As reported by the NY Times, the National Academies accepted approximately $19 million in donations over the years from the family, some of whom led Purdue Pharma.  The pharmacy company’s drug named OxyContin, has been under fire for allegedly helping fuel the prescription opioid crisis, which has reportedly claimed hundreds of thousands of lives.  The National Academies institute has total endowments worth some $31 million stemming from investments on donations from the family, as of late 2021, which is the most recent accounting available.

Since 2008, Sackler family members, who were active in running Purdue Pharma, have been donating to the National Academies of Sciences.  Some of the funds have been utilized to run forums and studies.  In 2015, family members donated $10 million to launch the Raymond and Beverly Sackler Prize in Convergence Research, as confirmed by the organization’s treasurer.
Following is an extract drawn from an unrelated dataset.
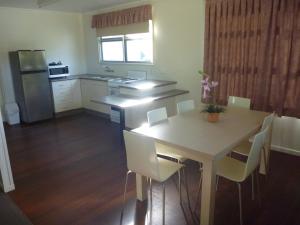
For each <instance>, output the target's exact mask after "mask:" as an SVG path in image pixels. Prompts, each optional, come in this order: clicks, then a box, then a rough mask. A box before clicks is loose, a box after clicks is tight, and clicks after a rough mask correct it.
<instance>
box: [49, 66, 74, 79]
mask: <svg viewBox="0 0 300 225" xmlns="http://www.w3.org/2000/svg"><path fill="white" fill-rule="evenodd" d="M69 75H70V74H69V67H68V66H61V67H49V77H50V78H56V77H65V76H69Z"/></svg>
Some universities that accepted Sackler funds, including Tufts and Brown, have reallocated some of the money to addiction prevention and treatment efforts.  The National Academies told the NY Times that since 2019, donations from the Sackler family were not used for science-related events, research and awards—which were the stated purpose for the contributions. The funds “were never used to support any advisory activities on the use of opioids,” said Megan Lowry, a spokeswoman.
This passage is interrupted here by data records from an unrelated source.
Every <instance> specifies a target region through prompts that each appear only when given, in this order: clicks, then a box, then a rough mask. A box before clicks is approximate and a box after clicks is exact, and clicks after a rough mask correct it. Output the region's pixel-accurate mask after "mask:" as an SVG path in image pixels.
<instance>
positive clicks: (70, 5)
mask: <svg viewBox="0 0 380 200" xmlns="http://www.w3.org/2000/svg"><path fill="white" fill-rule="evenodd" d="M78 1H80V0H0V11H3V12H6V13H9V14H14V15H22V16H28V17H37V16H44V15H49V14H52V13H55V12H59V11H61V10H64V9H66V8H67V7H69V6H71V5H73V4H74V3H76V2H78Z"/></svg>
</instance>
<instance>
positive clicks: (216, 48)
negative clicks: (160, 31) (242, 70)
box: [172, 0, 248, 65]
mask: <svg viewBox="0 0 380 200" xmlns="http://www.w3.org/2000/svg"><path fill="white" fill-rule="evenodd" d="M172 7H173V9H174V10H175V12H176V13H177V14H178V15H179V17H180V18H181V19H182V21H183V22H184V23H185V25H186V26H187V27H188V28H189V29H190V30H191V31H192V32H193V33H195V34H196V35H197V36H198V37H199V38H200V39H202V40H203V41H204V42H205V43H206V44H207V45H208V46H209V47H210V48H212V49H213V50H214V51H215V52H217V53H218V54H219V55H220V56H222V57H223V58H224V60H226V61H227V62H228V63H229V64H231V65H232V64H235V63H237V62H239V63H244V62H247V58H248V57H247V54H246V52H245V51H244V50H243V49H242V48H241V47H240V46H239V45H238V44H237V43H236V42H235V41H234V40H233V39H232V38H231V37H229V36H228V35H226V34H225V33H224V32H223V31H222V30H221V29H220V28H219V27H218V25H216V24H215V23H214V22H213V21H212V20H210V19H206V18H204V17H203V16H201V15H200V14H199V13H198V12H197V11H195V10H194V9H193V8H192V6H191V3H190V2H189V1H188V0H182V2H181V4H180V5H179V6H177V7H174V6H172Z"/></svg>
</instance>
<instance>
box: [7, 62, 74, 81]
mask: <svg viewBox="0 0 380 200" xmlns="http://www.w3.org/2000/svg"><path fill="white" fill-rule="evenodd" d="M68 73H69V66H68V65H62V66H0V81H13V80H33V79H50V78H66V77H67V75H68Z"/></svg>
On Thursday, some six dozen members of National Academies penned a letter to the organization, demanding an explanation as to why, for years, the millions in donations from the family were not returned or repurposed.  As per the Times, the letter addressed to Marcia McNutt, president of the N.A.S., specifically demanded clarification on how  research committee members were selected who were deeply funded by and had ties to Purdue, to run nonprofits and provide guidance to federal authorities on opioid policy: “How did the system fail in the past?” the letter asked.
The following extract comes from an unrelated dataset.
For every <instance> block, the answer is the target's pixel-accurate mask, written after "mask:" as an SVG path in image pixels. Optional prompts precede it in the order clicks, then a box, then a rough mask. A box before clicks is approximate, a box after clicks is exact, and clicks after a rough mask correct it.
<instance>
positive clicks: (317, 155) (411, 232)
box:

“The academy was looking like it had been morally asleep for the last 30 years,” Robert Putnam, one of the letter’s authors, said in an interview.  Other members who signed the letters included eight Nobel Prize winners. Robert M. Hauser, a prominent socialscientist,  is one of several outspoken members who have been pushing the organization since 2017 to “disassociate itself from the Sacklers.”

 

 

 

The National Academies was established by Abraham Lincoln in 1863, aiming to advise the U.S. on scientific and medical issues. Top scientists and physicians are elected annually join as members — and the organization gives influential advice to the White House, Congress and other federal agencies. Roughly 70% of the organization’s budget stems from federal funds.  The remaining 30% is raised from private donations.  Other prominent donors to the group include the companies Chevron, Google, Merck and Medtronic.

On Friday, the organization issued a comment in response to the letter.  “We of course take the concerns of National Academy of Sciences members seriously, and their concerns were in part what prompted very serious conversations here about returning or repurposing the funds, to which the N.A.S. remains committed,” the organization said in a statement.

Dr. and Ms. Sackler died in 2017 and 2019. An attorney for the family said the donations they made had “nothing at all to do with pain, medications or anything related to the (Purdue) company.”